After two weeks of an iPad, the honeymoon of sorts is starting to wear off, but I can still say that the device is very much worth it. One of the biggest uses I get out of it, reading, has not been largely delivered by Apple. It's not that I don't read on my iPad, because I do, but iBooks has largely left me unfulfilled when it comes to purchasing books.
For me, books are forever. You buy one, read it, and then stick it on your shelf. It stays there until the moment strikes your fancy to read it again. Or use it as a reference. Or lend it to a friend. These paradigms have no (legal) equivalent in this digital world, all because of DRM.
I understand the rights owners point of view, just because nobody wants to see their industry go the way of digital music or movies, but I also do not believe in purchasing content over and over again because of a format change or higher grade in quality.
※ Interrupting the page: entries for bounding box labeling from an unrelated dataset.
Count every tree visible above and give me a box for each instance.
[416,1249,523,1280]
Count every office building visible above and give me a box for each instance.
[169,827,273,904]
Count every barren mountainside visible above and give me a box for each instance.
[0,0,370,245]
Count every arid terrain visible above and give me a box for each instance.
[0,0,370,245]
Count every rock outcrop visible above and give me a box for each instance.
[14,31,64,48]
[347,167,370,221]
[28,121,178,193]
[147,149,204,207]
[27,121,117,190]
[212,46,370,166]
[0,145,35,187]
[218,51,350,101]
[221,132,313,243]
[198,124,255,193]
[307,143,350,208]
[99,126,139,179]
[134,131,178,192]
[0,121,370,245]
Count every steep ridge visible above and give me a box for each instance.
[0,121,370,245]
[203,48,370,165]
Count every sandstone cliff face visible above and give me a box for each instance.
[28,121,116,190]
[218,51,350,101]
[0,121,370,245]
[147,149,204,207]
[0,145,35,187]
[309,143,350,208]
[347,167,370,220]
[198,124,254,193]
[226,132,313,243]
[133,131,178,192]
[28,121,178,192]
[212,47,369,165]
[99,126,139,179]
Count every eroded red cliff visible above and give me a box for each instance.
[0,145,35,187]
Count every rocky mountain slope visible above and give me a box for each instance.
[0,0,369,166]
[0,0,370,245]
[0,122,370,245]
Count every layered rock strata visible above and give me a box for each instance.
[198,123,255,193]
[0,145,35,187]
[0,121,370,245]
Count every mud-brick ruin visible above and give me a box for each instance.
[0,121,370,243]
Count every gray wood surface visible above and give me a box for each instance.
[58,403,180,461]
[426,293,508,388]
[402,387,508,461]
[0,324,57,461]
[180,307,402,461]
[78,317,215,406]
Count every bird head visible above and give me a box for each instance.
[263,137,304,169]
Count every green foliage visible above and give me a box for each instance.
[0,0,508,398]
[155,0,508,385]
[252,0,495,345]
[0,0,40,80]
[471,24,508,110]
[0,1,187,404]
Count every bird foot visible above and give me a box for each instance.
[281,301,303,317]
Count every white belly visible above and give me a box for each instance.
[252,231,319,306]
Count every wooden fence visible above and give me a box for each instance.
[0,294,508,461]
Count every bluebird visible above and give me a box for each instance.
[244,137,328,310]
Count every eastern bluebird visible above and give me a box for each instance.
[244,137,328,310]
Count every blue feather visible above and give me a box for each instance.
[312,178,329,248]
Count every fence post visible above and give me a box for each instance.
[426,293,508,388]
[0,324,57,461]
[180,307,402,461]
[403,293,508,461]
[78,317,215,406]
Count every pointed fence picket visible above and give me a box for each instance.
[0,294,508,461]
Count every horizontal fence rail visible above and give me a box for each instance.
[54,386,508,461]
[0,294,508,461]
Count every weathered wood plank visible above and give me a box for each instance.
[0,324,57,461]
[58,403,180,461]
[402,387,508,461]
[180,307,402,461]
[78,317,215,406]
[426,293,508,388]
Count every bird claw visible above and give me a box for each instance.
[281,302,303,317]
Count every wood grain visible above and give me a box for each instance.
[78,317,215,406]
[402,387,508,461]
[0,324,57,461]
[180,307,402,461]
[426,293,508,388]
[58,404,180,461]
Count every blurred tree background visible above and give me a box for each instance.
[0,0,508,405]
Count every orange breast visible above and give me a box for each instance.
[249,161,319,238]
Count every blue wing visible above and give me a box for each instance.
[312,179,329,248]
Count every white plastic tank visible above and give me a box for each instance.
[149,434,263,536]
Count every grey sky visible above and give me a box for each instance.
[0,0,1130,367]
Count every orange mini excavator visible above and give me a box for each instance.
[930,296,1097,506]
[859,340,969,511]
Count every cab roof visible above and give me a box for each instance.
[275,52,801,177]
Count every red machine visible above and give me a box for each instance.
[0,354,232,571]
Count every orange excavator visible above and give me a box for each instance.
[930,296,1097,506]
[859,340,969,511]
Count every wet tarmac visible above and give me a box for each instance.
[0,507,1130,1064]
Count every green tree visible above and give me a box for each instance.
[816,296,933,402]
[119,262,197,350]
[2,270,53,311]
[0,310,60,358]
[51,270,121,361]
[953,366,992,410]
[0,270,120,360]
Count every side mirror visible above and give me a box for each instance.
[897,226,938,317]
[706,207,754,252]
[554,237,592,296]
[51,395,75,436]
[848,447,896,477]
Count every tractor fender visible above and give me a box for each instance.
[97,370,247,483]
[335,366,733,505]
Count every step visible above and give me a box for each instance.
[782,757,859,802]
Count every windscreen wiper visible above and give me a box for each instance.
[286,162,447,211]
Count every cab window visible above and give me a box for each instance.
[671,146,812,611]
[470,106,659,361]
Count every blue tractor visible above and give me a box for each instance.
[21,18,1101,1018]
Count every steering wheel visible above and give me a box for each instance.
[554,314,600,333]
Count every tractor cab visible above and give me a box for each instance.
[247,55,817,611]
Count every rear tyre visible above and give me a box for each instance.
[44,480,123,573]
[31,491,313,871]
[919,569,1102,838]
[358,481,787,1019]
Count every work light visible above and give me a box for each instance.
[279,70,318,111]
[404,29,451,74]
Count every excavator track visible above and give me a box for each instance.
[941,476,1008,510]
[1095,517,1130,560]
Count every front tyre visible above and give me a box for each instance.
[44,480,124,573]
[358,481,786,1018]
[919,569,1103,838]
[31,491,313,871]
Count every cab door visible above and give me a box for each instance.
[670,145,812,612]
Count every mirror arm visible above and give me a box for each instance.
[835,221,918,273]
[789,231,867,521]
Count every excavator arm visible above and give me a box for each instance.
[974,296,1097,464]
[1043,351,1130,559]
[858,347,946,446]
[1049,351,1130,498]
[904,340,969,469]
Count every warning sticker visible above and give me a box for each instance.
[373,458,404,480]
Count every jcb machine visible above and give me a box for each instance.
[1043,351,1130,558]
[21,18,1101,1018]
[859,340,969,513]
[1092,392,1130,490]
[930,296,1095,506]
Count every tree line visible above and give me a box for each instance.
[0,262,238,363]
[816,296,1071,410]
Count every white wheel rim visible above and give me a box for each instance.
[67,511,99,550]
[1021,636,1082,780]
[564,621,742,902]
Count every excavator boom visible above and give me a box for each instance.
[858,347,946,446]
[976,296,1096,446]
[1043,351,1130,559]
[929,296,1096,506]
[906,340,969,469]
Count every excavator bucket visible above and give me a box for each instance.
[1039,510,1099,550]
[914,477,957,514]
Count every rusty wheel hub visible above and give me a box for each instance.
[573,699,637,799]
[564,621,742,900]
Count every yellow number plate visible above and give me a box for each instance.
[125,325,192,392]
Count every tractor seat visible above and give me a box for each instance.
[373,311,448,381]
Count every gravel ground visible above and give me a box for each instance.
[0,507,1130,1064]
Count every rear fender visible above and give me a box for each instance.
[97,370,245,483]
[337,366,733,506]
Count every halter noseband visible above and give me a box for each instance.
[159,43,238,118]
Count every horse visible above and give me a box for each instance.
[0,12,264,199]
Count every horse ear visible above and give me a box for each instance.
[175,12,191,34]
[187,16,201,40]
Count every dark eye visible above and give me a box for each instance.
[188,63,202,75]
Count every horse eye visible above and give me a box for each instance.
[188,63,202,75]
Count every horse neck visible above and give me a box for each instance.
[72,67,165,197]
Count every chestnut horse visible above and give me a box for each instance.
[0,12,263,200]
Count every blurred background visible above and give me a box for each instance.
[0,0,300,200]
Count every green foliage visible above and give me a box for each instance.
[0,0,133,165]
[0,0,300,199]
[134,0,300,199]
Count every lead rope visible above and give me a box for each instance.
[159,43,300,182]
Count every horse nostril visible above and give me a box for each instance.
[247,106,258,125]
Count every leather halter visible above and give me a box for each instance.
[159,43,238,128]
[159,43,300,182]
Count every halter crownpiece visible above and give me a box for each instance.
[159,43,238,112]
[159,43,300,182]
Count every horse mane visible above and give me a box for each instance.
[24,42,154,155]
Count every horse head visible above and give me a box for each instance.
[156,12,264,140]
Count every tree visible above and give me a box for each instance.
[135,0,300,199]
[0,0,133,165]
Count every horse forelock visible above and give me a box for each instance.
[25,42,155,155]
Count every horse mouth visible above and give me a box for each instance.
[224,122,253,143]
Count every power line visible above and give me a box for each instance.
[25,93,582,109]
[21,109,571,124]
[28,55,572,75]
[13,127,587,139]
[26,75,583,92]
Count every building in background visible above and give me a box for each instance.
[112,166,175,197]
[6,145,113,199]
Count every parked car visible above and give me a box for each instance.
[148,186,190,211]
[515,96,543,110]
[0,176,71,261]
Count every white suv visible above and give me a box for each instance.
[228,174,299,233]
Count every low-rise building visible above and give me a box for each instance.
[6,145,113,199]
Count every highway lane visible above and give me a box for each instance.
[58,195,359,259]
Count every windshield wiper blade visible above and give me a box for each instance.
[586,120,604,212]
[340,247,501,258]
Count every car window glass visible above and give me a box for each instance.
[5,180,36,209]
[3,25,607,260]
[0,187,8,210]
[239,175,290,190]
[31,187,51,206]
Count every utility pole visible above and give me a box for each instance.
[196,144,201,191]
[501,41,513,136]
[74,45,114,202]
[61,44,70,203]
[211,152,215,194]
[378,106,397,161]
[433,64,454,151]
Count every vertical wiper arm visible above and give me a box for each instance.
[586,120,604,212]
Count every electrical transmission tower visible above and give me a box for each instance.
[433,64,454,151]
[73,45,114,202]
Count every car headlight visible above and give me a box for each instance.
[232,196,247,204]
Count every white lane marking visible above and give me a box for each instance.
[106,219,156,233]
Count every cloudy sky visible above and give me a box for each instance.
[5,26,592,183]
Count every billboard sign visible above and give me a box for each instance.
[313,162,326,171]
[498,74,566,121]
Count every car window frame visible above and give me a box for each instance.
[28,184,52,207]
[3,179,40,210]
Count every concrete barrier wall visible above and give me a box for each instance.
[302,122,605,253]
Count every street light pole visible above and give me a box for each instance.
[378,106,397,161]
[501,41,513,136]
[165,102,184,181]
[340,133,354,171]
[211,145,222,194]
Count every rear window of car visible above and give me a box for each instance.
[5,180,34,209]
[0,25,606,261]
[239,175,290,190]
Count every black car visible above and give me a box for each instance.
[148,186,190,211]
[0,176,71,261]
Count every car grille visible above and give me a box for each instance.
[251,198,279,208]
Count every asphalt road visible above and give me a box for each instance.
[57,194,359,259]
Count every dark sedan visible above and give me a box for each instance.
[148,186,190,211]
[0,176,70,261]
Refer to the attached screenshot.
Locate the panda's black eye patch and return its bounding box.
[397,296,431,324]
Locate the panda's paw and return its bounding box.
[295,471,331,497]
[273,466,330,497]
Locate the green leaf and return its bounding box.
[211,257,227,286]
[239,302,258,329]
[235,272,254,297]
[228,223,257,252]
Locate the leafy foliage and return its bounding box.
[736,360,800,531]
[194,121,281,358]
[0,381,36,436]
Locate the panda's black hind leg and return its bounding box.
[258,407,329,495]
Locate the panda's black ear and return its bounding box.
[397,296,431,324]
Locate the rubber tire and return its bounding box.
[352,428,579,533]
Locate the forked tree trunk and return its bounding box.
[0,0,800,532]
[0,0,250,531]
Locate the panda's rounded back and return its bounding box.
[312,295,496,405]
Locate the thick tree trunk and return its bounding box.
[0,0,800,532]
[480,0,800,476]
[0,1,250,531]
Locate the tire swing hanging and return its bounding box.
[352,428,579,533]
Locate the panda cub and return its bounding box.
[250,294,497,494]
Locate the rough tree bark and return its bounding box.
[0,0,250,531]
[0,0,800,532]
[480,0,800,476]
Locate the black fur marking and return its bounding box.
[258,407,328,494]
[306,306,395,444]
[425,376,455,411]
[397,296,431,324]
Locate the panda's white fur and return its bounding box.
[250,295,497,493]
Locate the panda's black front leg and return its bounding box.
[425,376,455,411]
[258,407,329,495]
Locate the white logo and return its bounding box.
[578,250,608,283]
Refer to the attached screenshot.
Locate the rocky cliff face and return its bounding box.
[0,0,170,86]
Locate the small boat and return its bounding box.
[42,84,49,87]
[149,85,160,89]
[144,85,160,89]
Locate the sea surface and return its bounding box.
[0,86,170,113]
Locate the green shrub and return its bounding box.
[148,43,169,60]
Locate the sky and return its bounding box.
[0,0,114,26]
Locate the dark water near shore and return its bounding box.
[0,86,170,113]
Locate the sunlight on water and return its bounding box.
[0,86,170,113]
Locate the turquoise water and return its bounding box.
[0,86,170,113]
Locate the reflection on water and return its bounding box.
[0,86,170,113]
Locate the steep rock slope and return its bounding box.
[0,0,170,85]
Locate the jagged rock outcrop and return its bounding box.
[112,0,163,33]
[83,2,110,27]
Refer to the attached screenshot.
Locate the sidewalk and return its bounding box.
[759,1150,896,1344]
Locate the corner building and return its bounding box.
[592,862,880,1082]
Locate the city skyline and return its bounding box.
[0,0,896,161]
The written word is something that can stand for near eternity, even more so with the advent of digital technology. But as the means by which the media is consumed is changed, DRM does not allow content to go with it. For this reason, I did not buy into BluRay until there was a mechanism to circumvent the locks and draconian means of 'safeguarding' its contents from illegal distribution.
For this same reason I refuse to purchase books from the iBooks store. If a book is forever, then DRM is the method of depriving it of its immortality. I did the same with iTunes' Fairplay technology on music, refusing to make purchases until it was circumventable. To this day I have not purchased any video from iTunes for the same reasons.
Where do I get satisfaction in reading content? Two places, first, Amazon. While Amazon's Kindle platform is similarly chained by DRM, there exists a Python script to remove. I won't link to it here, but it is easily obtainable through a Google search. I am totally willing to pay for the content I consume, and Amazon's breakable DRM satisfies their need to lock it down as well as my need to set it free.
I do not turn around and make these available to anyone on the web. They stay within the confines of my home and are considered by me to be within the bounds of fair use. I am not a lawyer, but lets leave them out of this. I pay for content, I get to use these things any way I see fit for personal use. I realize that as the consumer I don't legally get to set those kinds of terms, but let's consider the alternatives.
When the music and movie industries tried to hold on to old business models, we know how that turned out. The more tightly they tried to control distribution and the longer they refused to listen to the model that their consumers wanted, the more they lost out on consumers willing to fork over cash for creative works.
Another problem that media industries have to contend with is competing interests. There is a lot of good content out there available for free. Given the convenience that the Internet brings for consuming that free, legally obtained content, whether it be blogs, news, or what have you, if they make a product difficult or inconvenient to consume, which will consumers choose?
So given those outcomes, I am sure that my terms are quite amicable. Can they come up with anything more agreeable to both parties? The ball is in their hands. There is still time to work out the model.